Thursday, 25 June 2015

Committee of Inquiry into the Banking Crisis

Nexus Phase

Professor Patrick Honohan:

Yes. So, an important distinction that I'd make is between the stress ... between stress tests, which start from the presumption that you will know what will happen in a base case and then you say "What happens if things are much worse than we currently believe?" That exercise requires you to know how ... you say "Well, does much worse mean?" You'd have to define an economic situation. GDP will fall, inflation will rise, inflation will fall ... some scenario and then work out what will that mean for the bank's profit and loss. But the much more important element and the element that wasn't included in the stress tests of the early 2000s was an "as is" assessment. An "as is" assessment of the recoverable value of the loans, not just the accountants' value of the loans, which is based on accounting conventions but isn't really forward looking and this asset quality review dimension, which we started to bring in a very broad aggregative way in 2010 and then, when the BlackRock people were here, in a more detailed loan-by-loan basis.
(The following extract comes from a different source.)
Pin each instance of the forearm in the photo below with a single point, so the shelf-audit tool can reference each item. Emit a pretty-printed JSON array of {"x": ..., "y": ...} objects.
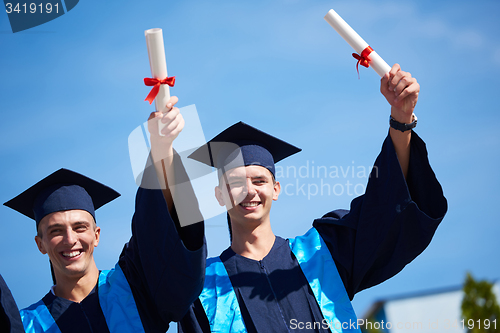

That is what makes a difference and that is what is the linchpin of the ECB's approach and I think we contributed to that in discussions in the ECB during 2013 to their design of that, that they now have as a centrepiece the asset quality review with the stress test dimension being a sort of secondary. Another reason the stress test is secondary is, you take one scenario, this will be a bad scenario and you might have time to take two scenarios, that scenario. But you can't imagine all bad scenarios that could happen. Some scenarios will be good for some banks and bad for others. What if the scenario is, oil prices go up ... well, that might be good for some. What if oil prices go down? That is also bad for people. So, yes, the short answer is yes, we have done a lot more and there are many other calculations that we can do in the background but it's okay.